Golden, facing health insurance hurdles because of injuries sustained in a bicycle crash and because of his age, said he has a personal interest in the government’s health care reform plan.
Golden was not alone in his views. A “Boycott Whole Foods” Facebook page has more than 14,000 members, and the “Boycott Whole Foods” thread on the Whole Foods forum has generated more than 1,000 posts.
A boycott is not necessarily the right action to take, said Boulder resident Waylon Lewis, editor of “Elephant Journal” and author of a Huffington Post blog article on the Mackey issue.
“I feel like not supporting Whole Foods will not harm John at all,” he said. “Not shopping at Whole Foods will only hurt the green natural products businesses.”
Lewis said he doesn’t often agree with Mackey’s views, and he regrets the timing of Mackey’s piece and the influence it could have on President Obama’s plan.
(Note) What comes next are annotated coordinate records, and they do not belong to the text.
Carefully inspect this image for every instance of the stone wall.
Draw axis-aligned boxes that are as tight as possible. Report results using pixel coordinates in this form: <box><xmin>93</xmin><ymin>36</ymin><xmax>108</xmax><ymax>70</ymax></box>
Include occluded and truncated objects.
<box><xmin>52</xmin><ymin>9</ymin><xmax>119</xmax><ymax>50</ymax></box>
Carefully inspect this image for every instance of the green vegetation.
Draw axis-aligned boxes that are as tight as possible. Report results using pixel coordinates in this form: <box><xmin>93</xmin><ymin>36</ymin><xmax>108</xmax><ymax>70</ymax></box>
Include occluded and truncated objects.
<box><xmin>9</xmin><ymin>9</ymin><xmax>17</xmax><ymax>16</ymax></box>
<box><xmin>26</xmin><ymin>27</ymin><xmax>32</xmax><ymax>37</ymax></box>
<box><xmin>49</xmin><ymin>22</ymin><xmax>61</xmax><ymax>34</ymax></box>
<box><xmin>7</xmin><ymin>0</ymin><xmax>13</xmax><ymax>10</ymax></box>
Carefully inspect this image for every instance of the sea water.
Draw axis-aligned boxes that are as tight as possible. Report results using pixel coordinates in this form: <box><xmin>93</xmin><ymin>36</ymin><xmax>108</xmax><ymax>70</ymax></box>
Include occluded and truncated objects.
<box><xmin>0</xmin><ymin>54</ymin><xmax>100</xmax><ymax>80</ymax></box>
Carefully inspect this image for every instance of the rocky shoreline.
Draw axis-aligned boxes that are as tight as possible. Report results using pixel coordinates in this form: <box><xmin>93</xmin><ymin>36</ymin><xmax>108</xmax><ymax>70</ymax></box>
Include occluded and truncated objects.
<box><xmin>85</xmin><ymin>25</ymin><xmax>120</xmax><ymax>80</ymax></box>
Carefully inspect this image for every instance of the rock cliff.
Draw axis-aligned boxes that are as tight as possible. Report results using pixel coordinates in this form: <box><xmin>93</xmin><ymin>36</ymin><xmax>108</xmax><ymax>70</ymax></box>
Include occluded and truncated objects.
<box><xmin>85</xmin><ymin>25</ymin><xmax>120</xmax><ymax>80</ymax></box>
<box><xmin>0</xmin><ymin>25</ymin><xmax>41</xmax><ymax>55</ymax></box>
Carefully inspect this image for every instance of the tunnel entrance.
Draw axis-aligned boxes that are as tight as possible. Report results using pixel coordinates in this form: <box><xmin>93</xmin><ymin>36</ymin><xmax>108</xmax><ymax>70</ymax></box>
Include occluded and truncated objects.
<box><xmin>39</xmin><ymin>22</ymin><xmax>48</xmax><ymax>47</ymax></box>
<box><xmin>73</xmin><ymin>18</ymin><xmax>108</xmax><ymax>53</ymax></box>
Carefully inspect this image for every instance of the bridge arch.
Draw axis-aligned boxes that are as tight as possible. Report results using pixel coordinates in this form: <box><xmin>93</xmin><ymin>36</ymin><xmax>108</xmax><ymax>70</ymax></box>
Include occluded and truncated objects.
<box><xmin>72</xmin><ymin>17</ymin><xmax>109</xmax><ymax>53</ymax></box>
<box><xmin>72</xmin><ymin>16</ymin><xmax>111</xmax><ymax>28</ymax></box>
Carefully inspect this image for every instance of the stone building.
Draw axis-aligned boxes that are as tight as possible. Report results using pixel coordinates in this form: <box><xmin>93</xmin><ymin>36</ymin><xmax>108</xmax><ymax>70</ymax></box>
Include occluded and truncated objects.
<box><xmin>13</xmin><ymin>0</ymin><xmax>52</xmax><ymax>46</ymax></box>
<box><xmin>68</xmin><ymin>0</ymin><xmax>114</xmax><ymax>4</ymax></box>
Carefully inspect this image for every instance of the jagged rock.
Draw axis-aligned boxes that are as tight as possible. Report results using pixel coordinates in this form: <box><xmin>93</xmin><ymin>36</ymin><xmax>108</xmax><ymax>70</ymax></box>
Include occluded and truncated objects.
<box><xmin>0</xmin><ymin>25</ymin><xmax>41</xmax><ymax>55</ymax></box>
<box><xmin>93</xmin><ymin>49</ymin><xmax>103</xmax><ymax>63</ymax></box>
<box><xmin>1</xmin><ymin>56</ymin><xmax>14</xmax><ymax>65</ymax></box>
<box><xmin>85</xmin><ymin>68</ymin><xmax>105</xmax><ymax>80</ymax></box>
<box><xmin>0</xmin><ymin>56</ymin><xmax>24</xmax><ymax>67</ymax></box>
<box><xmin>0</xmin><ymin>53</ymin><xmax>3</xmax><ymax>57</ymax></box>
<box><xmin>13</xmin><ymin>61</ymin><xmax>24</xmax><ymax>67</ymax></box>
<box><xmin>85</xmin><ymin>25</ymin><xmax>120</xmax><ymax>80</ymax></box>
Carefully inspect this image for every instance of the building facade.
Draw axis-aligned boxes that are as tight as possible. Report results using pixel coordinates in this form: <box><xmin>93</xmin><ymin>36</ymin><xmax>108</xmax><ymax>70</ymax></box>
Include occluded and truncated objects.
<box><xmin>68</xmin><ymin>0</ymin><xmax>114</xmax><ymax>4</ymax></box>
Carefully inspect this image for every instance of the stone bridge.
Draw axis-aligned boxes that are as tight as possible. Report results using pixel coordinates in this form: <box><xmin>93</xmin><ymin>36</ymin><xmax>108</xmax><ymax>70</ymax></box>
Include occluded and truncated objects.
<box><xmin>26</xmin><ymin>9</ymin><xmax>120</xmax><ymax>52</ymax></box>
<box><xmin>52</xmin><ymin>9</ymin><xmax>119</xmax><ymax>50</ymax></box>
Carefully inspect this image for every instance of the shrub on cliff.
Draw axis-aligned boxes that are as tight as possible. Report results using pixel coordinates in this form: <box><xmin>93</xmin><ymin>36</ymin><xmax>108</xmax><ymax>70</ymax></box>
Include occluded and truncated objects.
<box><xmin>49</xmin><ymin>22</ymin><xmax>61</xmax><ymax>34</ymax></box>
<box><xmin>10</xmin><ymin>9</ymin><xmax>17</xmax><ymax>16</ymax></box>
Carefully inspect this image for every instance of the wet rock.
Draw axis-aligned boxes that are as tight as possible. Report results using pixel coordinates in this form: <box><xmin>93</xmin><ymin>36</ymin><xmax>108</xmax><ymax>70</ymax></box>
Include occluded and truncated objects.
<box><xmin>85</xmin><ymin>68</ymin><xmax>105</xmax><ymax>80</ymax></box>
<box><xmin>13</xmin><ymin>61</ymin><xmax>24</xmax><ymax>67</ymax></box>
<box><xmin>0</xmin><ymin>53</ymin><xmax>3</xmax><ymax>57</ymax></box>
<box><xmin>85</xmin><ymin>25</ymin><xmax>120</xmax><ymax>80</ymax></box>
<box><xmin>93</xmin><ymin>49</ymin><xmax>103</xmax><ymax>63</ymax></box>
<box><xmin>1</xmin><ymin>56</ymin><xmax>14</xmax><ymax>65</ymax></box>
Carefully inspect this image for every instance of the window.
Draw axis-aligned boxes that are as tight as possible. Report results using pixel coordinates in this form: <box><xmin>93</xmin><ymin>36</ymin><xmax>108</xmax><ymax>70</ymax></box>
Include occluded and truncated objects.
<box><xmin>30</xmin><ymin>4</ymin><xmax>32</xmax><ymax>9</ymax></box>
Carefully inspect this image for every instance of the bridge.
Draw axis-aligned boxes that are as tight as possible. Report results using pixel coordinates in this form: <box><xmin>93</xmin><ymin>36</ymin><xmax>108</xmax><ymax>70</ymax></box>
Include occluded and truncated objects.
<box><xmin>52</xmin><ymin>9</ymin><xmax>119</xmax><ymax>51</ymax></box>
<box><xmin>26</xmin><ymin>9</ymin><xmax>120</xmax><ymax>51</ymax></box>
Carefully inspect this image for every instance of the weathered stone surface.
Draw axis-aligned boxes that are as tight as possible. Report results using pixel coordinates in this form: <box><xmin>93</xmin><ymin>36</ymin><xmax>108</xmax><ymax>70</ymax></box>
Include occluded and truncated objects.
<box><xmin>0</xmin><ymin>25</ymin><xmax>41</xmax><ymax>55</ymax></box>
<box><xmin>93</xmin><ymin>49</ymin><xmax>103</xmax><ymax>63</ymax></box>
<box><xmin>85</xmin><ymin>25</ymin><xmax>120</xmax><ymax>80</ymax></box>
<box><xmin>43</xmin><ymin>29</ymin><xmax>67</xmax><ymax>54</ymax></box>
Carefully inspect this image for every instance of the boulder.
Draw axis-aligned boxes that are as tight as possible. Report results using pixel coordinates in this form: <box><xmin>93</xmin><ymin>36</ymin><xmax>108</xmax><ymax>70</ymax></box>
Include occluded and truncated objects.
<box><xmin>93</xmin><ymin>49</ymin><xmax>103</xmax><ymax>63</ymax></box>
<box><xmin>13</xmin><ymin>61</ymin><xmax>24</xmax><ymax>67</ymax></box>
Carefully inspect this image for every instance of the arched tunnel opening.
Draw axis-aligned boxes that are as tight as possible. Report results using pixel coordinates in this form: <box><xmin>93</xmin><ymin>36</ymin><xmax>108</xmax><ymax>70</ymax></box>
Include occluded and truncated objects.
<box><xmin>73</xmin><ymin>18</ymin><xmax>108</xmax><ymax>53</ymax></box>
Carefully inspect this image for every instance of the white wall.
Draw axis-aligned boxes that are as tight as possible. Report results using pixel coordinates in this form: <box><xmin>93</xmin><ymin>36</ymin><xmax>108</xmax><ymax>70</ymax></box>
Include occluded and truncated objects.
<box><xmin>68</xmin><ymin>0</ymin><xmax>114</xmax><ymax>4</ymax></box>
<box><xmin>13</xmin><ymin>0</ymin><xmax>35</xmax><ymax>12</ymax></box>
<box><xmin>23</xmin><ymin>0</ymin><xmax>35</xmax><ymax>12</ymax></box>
However, Lewis said, he’s supportive of the free exchange of ideas.
“I think it’s fantastic that he had the guts to speak his mind; whether it’s smart or not business-wise, I think it’s questionable,” he said.
While the Whole Foods situation is an example of “not all publicity is good publicity,” Margaret Campbell, associate professor of marketing at the University of Colorado, said she doesn’t think boycotts will have a long-lasting effect.
“There are cases when there are people who do something that’s really wrong and that can hurt the company, particularly when it’s linked to the business of the company,” she said. “In this particular situation, John Mackey is giving his opinion as a citizen, and it’s not linked directly to the business of the company.”
Whole Foods’ Boulder-area employees have heard “passionate responses from both sides” of the health care debate, said Ben Friedland, a spokesman for the Whole Foods Rocky Mountain region.
In a letter to customers, Tom Rich, the Pearl Street Whole Foods store’s team leader, apologized on behalf of Whole Foods for Mackey’s words offending some customers, community members and employees.
The letter also included clarifications, such as: Mackey’s opinion was in favor of health care reform; the piece’s headline was changed by the newspaper’s editors from “Health care reform” to “Whole Foods alternative to Obamacare;” and Whole Foods has no official position on the issue.